Fotoğrafı ilk bulduğumda gerçekten şoke oldum. Harika bir fotoğraftı! Ama Vathis aynı zamanda soyunma odasında çok daha meşhur diğer fotoğrafı da çekti: Takımın basın sorumlusunun bir defter sayfasına yazdığı ‘100’ sayısını elinde tutarken gülümseyen Wilt'in pozu. Bu, gerçekten de maçtan bugüne kalan en önemli görüntüdür. Ama bu bile maç sırasında değil, karşılaşmadan sonra çekilmişti. Eğer Vathis orada olmasaydı bu maç sadece istatistik kağıdında ve orada olanların anılarında yaşayacaktı.

- Maçın Hershey'de oynanması üzücü olmuş. Philadelphia'da oynansaydı çok farklı olabilirdi…

- Çok farklı olabilirdi ve ortam kesinlikle çok farklı olurdu. Biliyorsunuz, Hershey çikolatalarıyla ünlü bir kasaba. O zamanlarda NBA büyük şehirlerin dışındaki seyircileri de bu spora çekmeye çalışırdı. Warriors da o sezon Hershey'deki sekiz bin kişilik salonda üç maça çıktı. Ancak Wilt'in 100 sayı attığı gece koltukların yarısı boştu! Bugün gençlere anlatmak zor; ama NBA o zaman göz alıcı ve gösterişli bir lig değildi. Gerçekten ulusal çapta bir basketbol lig bile değildi, çünkü sadece dokuz takım vardı ve bunların sekizi St. Louis’in doğusundaydı. Batıda sadece bir takım vardı, bu da Los Angeles Lakers'tı. NBA o zaman bir Doğu Yakası ve Ortabatı Ligi gibiydi.

- Hershey’deki salonda çemberlerin eğikliğiyle ilgili iddia ne kadar doğru?

- Rakip Knicks takımı da daha sonra çemberlerin eğik olduğundan şikayet edecekti. Bunun doğru olduğunu biliyorum, gerçekten de eğikti çemberler. Ama Knicks için de eğikti. Hershey'deki salona sirk geldiği zaman sirki kurabilmek için potaları kenara iterlerdi.
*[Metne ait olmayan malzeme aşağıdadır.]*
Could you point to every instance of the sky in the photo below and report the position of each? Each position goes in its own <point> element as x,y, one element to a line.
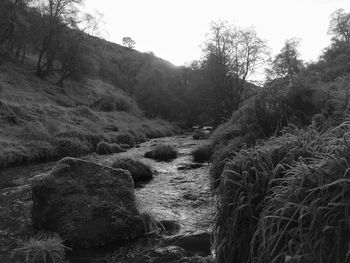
<point>175,29</point>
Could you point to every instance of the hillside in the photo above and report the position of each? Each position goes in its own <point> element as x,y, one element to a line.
<point>41,121</point>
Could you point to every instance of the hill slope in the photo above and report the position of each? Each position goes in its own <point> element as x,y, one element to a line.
<point>41,121</point>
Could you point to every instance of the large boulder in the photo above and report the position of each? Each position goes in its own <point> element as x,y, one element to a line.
<point>86,203</point>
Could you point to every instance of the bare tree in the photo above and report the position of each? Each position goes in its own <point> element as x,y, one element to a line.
<point>340,25</point>
<point>128,42</point>
<point>56,15</point>
<point>232,55</point>
<point>287,64</point>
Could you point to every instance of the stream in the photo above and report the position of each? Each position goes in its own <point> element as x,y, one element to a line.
<point>179,191</point>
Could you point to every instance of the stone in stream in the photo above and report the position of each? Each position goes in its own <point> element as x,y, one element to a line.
<point>139,171</point>
<point>86,204</point>
<point>193,244</point>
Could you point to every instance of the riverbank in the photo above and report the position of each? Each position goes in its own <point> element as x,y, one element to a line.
<point>179,192</point>
<point>41,122</point>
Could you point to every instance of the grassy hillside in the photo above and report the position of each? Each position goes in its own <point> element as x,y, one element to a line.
<point>41,121</point>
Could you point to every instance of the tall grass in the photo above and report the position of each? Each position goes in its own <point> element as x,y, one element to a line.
<point>42,248</point>
<point>245,186</point>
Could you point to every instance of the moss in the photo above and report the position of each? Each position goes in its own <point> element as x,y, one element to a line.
<point>202,153</point>
<point>122,138</point>
<point>70,147</point>
<point>163,152</point>
<point>108,148</point>
<point>139,171</point>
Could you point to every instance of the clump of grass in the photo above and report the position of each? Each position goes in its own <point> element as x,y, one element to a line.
<point>108,148</point>
<point>306,215</point>
<point>163,152</point>
<point>139,171</point>
<point>202,153</point>
<point>42,248</point>
<point>245,184</point>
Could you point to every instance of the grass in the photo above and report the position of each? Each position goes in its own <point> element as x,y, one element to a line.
<point>42,248</point>
<point>163,152</point>
<point>41,122</point>
<point>286,199</point>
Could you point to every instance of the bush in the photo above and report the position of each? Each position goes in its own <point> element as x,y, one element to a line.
<point>108,148</point>
<point>162,152</point>
<point>202,153</point>
<point>139,171</point>
<point>42,248</point>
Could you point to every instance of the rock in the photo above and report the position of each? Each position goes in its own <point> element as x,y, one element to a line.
<point>86,204</point>
<point>168,254</point>
<point>139,171</point>
<point>189,166</point>
<point>149,154</point>
<point>169,227</point>
<point>194,244</point>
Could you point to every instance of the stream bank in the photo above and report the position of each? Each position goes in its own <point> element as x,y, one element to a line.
<point>179,192</point>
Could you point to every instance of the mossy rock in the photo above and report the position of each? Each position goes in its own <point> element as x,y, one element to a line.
<point>86,204</point>
<point>139,171</point>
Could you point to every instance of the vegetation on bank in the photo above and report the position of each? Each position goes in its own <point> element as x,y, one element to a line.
<point>40,122</point>
<point>280,164</point>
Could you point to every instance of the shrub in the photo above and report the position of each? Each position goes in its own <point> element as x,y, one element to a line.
<point>162,152</point>
<point>42,248</point>
<point>202,153</point>
<point>108,148</point>
<point>139,171</point>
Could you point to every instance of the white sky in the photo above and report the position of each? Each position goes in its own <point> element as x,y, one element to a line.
<point>175,29</point>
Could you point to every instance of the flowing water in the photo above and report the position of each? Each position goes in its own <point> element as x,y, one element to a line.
<point>179,191</point>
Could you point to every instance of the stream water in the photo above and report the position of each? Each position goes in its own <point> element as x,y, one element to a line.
<point>179,191</point>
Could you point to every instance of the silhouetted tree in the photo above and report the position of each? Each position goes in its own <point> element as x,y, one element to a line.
<point>56,15</point>
<point>128,42</point>
<point>287,64</point>
<point>231,55</point>
<point>340,25</point>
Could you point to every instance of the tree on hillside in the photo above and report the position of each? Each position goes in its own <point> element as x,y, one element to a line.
<point>340,25</point>
<point>231,56</point>
<point>55,16</point>
<point>7,20</point>
<point>287,64</point>
<point>128,42</point>
<point>70,49</point>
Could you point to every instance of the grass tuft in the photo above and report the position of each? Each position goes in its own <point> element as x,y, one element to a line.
<point>42,248</point>
<point>286,199</point>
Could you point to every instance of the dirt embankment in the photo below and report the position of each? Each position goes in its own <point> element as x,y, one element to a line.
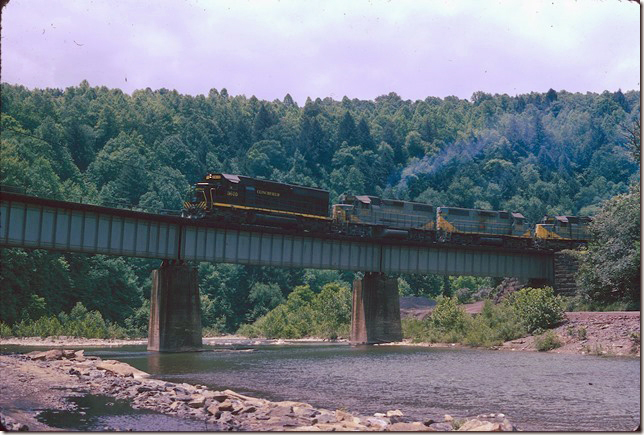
<point>41,380</point>
<point>592,333</point>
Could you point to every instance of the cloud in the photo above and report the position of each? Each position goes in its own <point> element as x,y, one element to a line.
<point>360,49</point>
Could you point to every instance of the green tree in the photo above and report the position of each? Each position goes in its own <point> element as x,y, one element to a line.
<point>610,270</point>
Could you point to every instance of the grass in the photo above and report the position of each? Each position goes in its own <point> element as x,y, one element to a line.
<point>493,326</point>
<point>547,341</point>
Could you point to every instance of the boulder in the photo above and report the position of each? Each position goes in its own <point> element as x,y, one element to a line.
<point>305,412</point>
<point>376,422</point>
<point>197,401</point>
<point>279,411</point>
<point>442,427</point>
<point>120,369</point>
<point>324,419</point>
<point>408,427</point>
<point>213,409</point>
<point>345,416</point>
<point>48,355</point>
<point>226,406</point>
<point>477,425</point>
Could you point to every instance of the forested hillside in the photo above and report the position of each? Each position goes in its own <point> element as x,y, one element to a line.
<point>553,152</point>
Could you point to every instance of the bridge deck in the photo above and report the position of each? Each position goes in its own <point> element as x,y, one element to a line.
<point>36,223</point>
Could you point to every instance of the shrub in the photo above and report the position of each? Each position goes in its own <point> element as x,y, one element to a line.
<point>327,314</point>
<point>5,330</point>
<point>537,307</point>
<point>547,341</point>
<point>447,315</point>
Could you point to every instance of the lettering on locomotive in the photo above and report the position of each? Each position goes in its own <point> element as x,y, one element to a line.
<point>264,192</point>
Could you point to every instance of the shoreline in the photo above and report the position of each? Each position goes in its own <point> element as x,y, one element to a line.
<point>43,380</point>
<point>608,333</point>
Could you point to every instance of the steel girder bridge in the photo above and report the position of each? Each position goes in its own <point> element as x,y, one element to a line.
<point>175,322</point>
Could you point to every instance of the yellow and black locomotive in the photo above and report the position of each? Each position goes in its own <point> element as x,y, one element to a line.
<point>239,199</point>
<point>236,199</point>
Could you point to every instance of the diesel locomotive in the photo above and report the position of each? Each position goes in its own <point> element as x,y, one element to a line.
<point>236,199</point>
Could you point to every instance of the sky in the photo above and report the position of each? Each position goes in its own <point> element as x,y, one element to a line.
<point>359,49</point>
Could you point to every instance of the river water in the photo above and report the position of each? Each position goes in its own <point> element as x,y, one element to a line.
<point>537,391</point>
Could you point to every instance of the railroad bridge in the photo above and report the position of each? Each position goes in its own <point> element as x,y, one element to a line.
<point>36,223</point>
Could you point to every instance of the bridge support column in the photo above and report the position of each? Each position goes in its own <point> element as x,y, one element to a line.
<point>375,317</point>
<point>175,317</point>
<point>566,268</point>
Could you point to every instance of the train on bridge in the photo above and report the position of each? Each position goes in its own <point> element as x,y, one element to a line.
<point>237,199</point>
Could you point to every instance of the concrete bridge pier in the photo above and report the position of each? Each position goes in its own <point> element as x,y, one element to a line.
<point>175,316</point>
<point>375,316</point>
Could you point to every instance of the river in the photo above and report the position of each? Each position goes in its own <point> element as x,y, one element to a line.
<point>537,391</point>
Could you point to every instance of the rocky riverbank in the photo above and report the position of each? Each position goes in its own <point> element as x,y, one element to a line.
<point>41,380</point>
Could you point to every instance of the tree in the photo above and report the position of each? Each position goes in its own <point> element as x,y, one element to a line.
<point>347,130</point>
<point>610,270</point>
<point>263,298</point>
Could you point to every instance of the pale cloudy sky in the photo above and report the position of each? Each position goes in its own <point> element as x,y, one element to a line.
<point>361,49</point>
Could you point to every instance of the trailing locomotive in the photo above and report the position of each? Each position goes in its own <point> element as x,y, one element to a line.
<point>482,227</point>
<point>369,216</point>
<point>237,199</point>
<point>562,231</point>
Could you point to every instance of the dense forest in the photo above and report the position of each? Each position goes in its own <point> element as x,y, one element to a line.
<point>538,153</point>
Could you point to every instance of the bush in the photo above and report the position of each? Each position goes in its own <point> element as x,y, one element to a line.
<point>538,308</point>
<point>547,341</point>
<point>79,323</point>
<point>5,330</point>
<point>610,270</point>
<point>325,315</point>
<point>447,315</point>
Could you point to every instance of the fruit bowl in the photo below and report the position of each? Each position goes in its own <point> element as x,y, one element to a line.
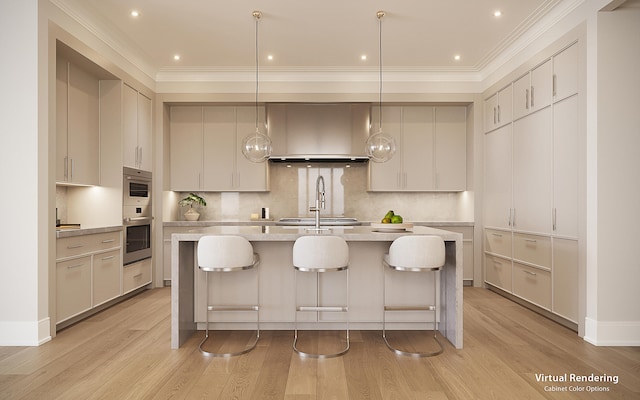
<point>379,227</point>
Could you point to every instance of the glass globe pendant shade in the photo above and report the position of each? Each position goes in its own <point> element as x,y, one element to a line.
<point>380,147</point>
<point>256,147</point>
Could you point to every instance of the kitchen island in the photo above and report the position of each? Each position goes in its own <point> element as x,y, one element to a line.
<point>274,244</point>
O günlerde salon gizlice giren gençler de yanlarında bir basket topu getirecekler, palyaçoların sıçrama tahtalarını ödünç alacaklar ve onlar gibi koşup sıçrayarak smaç yaptıktan sonra çembere asılacaklardı. Böylece çembere biraz asılıp eğmişlerdi. O zamanki NBA öyleydi, yeni çember satın almadılar bile.
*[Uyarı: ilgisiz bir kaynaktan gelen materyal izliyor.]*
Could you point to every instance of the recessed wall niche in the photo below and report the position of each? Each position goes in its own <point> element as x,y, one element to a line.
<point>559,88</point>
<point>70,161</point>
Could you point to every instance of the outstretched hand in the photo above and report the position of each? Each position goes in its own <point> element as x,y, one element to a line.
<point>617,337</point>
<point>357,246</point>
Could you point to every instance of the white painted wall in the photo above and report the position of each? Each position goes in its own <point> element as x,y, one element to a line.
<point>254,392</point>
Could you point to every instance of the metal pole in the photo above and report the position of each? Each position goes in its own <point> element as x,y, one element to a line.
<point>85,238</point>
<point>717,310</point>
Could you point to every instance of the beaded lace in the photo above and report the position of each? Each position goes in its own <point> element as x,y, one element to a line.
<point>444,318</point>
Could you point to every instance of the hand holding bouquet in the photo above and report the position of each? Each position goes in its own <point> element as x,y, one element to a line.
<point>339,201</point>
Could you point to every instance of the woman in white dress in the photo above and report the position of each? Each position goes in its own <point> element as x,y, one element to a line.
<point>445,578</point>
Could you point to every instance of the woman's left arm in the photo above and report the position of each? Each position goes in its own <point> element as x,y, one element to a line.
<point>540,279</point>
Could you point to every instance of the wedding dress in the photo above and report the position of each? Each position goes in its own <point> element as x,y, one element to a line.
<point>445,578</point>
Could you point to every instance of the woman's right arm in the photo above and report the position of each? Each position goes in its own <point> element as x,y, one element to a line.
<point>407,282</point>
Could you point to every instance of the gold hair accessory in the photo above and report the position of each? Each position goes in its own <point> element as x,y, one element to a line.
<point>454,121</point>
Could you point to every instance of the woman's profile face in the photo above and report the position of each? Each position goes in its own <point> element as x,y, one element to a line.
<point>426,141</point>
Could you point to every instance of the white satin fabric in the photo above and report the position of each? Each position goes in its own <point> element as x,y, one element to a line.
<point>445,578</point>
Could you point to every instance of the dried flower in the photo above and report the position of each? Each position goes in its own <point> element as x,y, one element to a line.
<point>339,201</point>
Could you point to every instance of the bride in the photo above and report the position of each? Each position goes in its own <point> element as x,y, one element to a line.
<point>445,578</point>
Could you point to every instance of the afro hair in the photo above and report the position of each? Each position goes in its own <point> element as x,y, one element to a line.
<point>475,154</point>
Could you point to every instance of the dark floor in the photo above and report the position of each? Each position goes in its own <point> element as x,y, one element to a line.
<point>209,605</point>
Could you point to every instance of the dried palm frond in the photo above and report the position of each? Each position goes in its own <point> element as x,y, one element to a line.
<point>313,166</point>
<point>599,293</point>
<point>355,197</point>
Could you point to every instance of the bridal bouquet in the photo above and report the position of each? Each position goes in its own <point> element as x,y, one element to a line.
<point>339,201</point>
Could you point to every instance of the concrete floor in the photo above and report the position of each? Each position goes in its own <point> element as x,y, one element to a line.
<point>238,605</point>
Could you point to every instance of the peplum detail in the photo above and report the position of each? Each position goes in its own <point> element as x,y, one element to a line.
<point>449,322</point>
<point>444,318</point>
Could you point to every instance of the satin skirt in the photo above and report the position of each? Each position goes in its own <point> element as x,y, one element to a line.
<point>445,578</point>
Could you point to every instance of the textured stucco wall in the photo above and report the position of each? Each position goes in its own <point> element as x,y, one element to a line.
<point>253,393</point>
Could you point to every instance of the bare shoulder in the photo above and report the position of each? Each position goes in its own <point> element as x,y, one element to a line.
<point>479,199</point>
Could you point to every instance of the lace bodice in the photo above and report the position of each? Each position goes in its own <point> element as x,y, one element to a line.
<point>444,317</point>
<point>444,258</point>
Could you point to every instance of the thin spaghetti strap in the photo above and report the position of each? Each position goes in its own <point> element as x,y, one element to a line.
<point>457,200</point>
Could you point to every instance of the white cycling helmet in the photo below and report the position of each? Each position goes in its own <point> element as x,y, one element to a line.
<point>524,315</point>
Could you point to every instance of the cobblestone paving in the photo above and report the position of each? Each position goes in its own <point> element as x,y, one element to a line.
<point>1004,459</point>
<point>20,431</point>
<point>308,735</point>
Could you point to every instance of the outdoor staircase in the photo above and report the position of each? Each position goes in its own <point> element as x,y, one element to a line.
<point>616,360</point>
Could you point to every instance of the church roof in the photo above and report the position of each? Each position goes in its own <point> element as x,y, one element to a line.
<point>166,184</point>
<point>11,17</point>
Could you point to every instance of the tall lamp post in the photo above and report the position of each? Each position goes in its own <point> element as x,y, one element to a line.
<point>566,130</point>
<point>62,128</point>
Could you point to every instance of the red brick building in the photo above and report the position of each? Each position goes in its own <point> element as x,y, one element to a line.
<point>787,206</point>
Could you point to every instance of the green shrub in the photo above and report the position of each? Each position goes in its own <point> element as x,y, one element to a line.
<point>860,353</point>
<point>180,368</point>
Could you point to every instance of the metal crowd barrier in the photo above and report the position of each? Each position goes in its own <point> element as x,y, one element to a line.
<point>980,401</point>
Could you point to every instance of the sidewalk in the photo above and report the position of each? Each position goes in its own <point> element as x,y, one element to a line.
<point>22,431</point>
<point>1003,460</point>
YILDA 75 BİN DOLARLA EN ÇOK KAZANAN OYUNCUYDU

- Biraz da kazandığı paradan bahsedelim. Onu, o dönemin bir beyzbolcusu veya Amerikan futbolcusuyla karşılaştırabilir miyiz?
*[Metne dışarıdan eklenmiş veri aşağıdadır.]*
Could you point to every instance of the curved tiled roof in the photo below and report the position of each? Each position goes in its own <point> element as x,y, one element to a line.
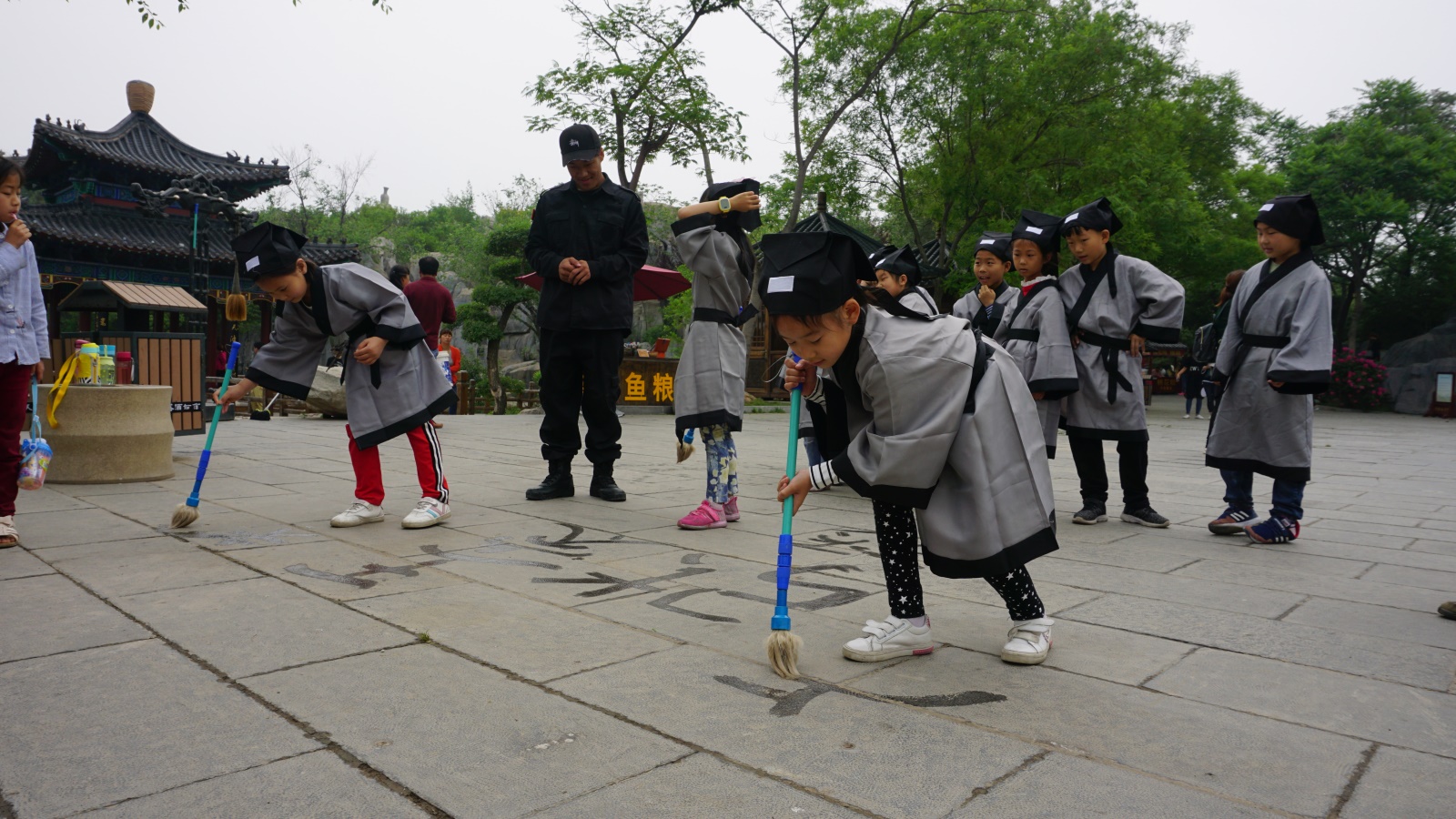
<point>121,229</point>
<point>142,143</point>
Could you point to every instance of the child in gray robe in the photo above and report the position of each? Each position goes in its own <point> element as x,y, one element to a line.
<point>1036,331</point>
<point>390,379</point>
<point>929,420</point>
<point>992,300</point>
<point>710,385</point>
<point>1116,303</point>
<point>897,273</point>
<point>1274,358</point>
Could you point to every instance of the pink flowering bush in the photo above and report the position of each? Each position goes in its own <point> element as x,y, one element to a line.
<point>1356,382</point>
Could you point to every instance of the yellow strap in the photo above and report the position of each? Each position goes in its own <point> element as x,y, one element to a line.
<point>63,380</point>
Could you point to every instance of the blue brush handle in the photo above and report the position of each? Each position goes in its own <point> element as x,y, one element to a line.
<point>217,416</point>
<point>781,610</point>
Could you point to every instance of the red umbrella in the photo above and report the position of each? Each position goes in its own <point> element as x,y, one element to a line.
<point>650,283</point>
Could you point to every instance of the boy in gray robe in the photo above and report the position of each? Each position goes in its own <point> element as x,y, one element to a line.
<point>1036,331</point>
<point>989,305</point>
<point>390,379</point>
<point>1116,303</point>
<point>932,423</point>
<point>710,385</point>
<point>1274,358</point>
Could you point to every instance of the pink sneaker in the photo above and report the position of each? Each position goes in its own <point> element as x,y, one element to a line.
<point>703,518</point>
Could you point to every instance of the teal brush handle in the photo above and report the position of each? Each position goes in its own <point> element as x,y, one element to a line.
<point>217,416</point>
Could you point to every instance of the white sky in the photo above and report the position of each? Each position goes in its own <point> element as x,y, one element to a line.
<point>434,89</point>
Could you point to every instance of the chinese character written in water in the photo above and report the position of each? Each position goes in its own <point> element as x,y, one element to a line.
<point>662,387</point>
<point>637,387</point>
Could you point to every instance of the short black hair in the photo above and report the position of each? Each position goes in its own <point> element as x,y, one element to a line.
<point>7,167</point>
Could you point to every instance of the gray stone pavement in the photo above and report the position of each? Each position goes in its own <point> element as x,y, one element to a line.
<point>586,659</point>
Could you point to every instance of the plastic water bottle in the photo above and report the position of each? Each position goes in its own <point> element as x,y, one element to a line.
<point>106,372</point>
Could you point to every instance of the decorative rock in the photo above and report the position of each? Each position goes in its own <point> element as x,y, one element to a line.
<point>327,394</point>
<point>113,435</point>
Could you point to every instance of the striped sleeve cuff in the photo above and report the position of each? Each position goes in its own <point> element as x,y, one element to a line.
<point>822,475</point>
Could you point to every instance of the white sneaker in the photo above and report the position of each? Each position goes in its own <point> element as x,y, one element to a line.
<point>1028,642</point>
<point>357,515</point>
<point>888,640</point>
<point>427,513</point>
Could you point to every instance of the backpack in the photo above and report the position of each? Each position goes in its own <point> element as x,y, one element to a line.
<point>1205,344</point>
- Evet, kesinlikle çok iyi kazandı. 1961-62’de NBA'deki diğer oyunculardan daha fazla, yılda 75 bin dolar kazanıyordu. Mesela bir yarış atı vardı. Harlem'de, Small's Paradise adlı tarihi bir gece kulübüne sahipti. O alınca tabelaya adını eklediler ve ‘Big Wilt's Small's Paradise’ oldu. Komedyen Red Foxx, Etta James ve Cannonball Adderley gibi ünlü müzisyenlerin bulunduğu o salondaydı. Harlem'e, hatta New York'un tamamına sahipmiş gibi dolaşırdı.

- Son yıllarında başka bir sayı girdi hayatına: 20 bin. Bu iki sayı arasında bir paralellik kuruyor musunuz?

- Wilt’in hayatını iki sayı özetler: 20.000 ve 100. 20.000, o saçma cinsel fetih övüncü içindir. Hayatında 20 bin farklı kadınla yattığı iddiasını biliyorsunuz. Ve 100 de, Hershey'deki o maç için. Her şeyin büyük olmasını gerektiren bu Golyat sendromuna sahipti. Sanırım bu örnekte New York Knicks’i, hatta bütün bir sporu kendi isteğine göre eğip bükme eğilimi de bununla alakalıydı.

1962'deki o kararlılığı, yıllar sonra bu cinsel fetih ihtiyacına dönüştü. Dürüst olmak gerekirse, Wilt için üzücü olan şey, bunu kötü bir şekilde hesaplamış olmasıdır. Bu yüzden son yıllarında kendini bir karikatür ve parodi hâline dönüştürdü.